Event Date: May 10th, 1982
Event Description: New Grid League Planned
Source: New York Times (Michael Strauss)
Plans for a new professional football league, comprising 12 teams and with a season running from March to July, will be announced next week.
The league, whose investors have been working for months to create it, will be called the United States Football League and will have franchises representing several leading cities, including New York.
''Our league believes that the sports fan in the United States wants to see more than the current 16-game professional football season,'' Peter B. Spivak, a former Michigan judge who is the league's acting chairman and co-owner of the Detroit franchise, said at a news conference at the ''21'' Club. ''After all, his favorite baseball team plays a 162-game schedule, and the basketball season runs 82 games.''
Spivak was vague in responding to several questions as to how his group could gain credibility and strength in an era when the efforts of other fledgling sports leagues, such as the World Football League, had ended in failure. But he said that the undertaking was backed by sufficient cash.

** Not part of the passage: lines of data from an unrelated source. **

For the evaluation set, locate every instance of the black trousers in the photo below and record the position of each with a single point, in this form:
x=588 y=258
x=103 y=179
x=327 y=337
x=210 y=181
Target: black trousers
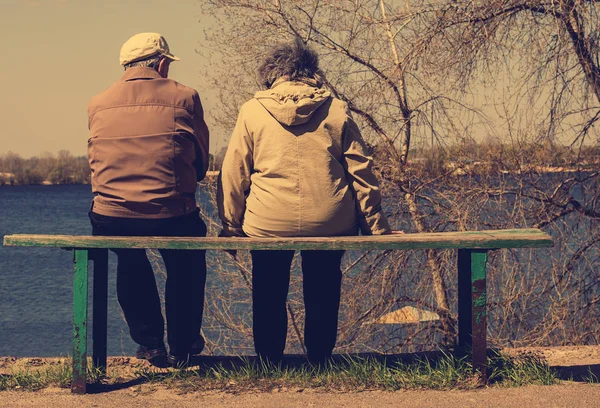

''Owners have pledged to commit over $100 million in capital over the next two years,'' he said, ''to insure the success of this venture, whose headquarters will be in New York.''
Among the owners are: David F. Dixon, the league's founder, who formerly was chief executive of the Louisiana Superdome in New Orleans and who, with Lamar Hunt, was co-founder of World Championship Tennis; John F. Bassett, head of a movie company in Toronto and former chief executive of the Memphis franchise in the W.F.L. and the Toronto and Birmingham franchises in the World Hockey Association, which is also defunct, and Randy Vataha, a former player with the New England Patriots and the Green Bay Packers.
The owner of the New York team will be J. Walter Duncan, head of an oil-gas producing company with headquarters in Oklahoma City.
Saban Expresses Interest
Lou Saban, the Yankee president, attended the conference and, in response to reports that he had been offered the job of coach of the Denver franchise, said later that he was interested in having some role with the team.
Though acknowledging that no definite arrangements had been made for stadiums, Spivak listed the cities in which he said the teams would play:
Boston, Harvard Stadium; Birmingham, Legion Field; Chicago, Soldier Field; Denver, Mile High Stadium; Detroit, Tiger Stadium and the Silverdome; Los Angeles, the Coliseum; New York, most likely Giants Stadium; Philadelphia, Franklin Field or Veterans Stadium; San Diego, Jack Murphy Stadium; San Francisco, undetermined; Tampa, Tampa Bay Stadium, and Washington, RFK Stadium.